Lequel des deux me correspondait ?

Écouter quelle partie de son stupide corps ? Le cœur, la raison ? Et ma tête cessait de fonctionner en sa présence, elle semblait mise en quarantaine, dans un lieu reculé de la galaxie, là où personne n'y met les pieds, même pas moi.

Surtout pas moi.

Deux êtres opposés, deux médaillons de ma propre face. Deux éclipses permanentes d'une même terre détruite. Comment étais-je censée y survivre, comment étais-je censée continuer, là, maintenant que tout est déjà détruit ?

Lequel seulement aurait pu reconnaître la lune que j'étais ? Lequel aurait pu rebâtir les fondations ? Je n'y trouvais aucune solution, aucune réponse, aucun consentement.

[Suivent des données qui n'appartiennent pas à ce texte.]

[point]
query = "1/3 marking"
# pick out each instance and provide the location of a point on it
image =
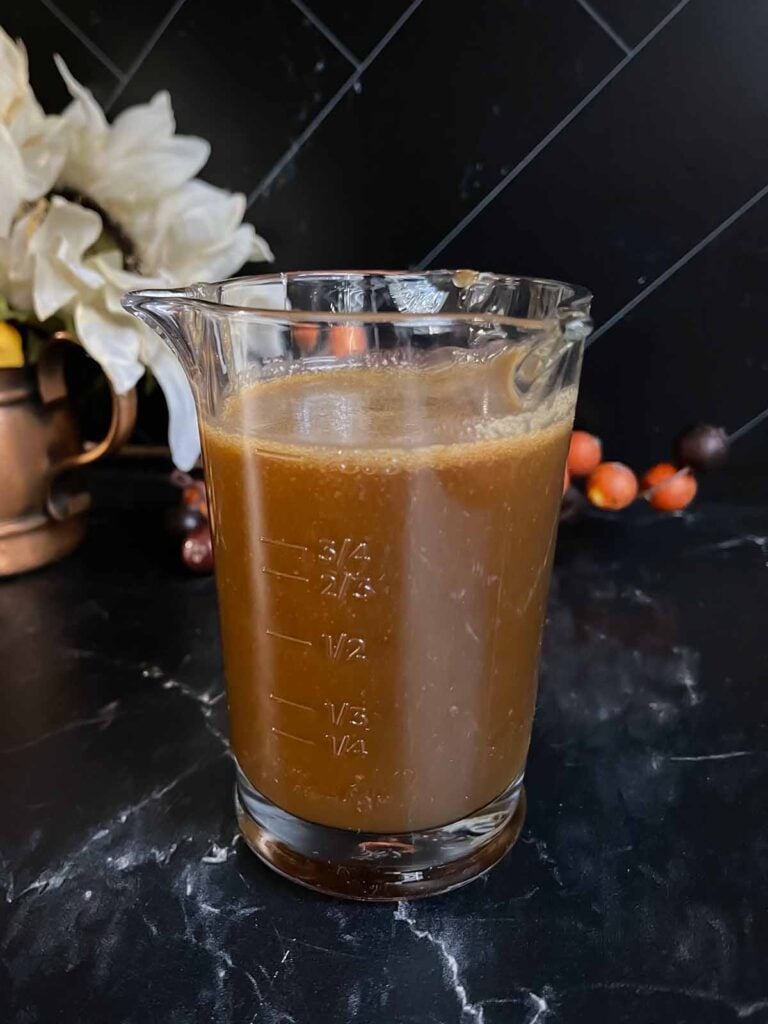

Après tout, qu'avais-je demandé en rencontrant Rayane et Alexis ? Essayer d'avoir les deux, faisait-il de moi une horrible personne ?
Rien n'était plus sûr, je n'étais qu'une nana paumée et effrayée par les conneries qu'elle a fait. Mais on ne pouvait revenir en arrière. Et moi j'attendais comme une conne, que la situation change, sans être capable pourtant d'y remédier. En étant parfaitement incapable, les éclipses s'enchaînaient et se succédaient, j'assistais, impuissante à la descendance aux enfers.

L'attente, qu'il arrive me prenait à la gorge en ce jour de lendemain, d'une tromperie insoutenable. Ma tête m'élançait, d'une gueule de bois digérée à la va-vite. Il n'était pas revenu, du moins, nos chemins ne s'étaient plus recroisés.

La transe d'Alexis s'élança en travers du restaurant. Mon poux s'affola soudainement, tel une biche prise dans les phares d'une voiture élancée à pleine vitesse. Ce que j'eus envie de couper ces foutus fils.
'' - Salut mon ange. '' je souriais et venais l'embrasser, après s'être assis, nous commandions un café pour moi, un thé pour le monsieur. Alexis avait une sainte horreur du café, déclenchant chez moi certaines réactions de moquerie.
'' - Je suis vraiment contente que tu sois rentré. '' je le regardais dans les yeux, le chocolat fondu de ses prunelle semblait pur et véritable. J'eus un véritable pincement au cœur.
'' - Mais c'est beaucoup trop.
- Pourquoi tu dis ça ? '' il joignit ses mains entre elles, signe déployant qu'il m'écoutait attentivement.
'' - Imagine que tu ais un problème avec ton travail dorénavant. Je m'en voudrais vraiment que tu perdes ça à cause de moi. '' il leva les yeux au ciel, tique commun de mauvaise éducation.
'' - Je ne pense pas en valoir la peine.
- Arrête donc tes conneries. Si je suis là c'est parce que j'en ai envie. '' il prit mes doigts entre les siens, me surchauffant l'épiderme de la peau.
'' - Et puis j'en avais marre de tous ces anglais, leur bouffe est vraiment détestable. '' le rire dans sa voix m'indiquait qu'en parenthèse de son voyage express dû à mon manque d'affection, il ne m'en voulait pas.
'' - J'avais besoin de retrouver mon pays, mon air natal. Alors ne t'en fais vraiment pas.
- Ce n'était pas qu'à cause de moi ?
- Non désolé. '' il m'offrit le plus beau sourire qui lui était donné d'avoir. Pourtant, en cet instant de complicité, l'image de son sourire fit irruption à l'intérieur de ma tête, ravageant tout sur son passage.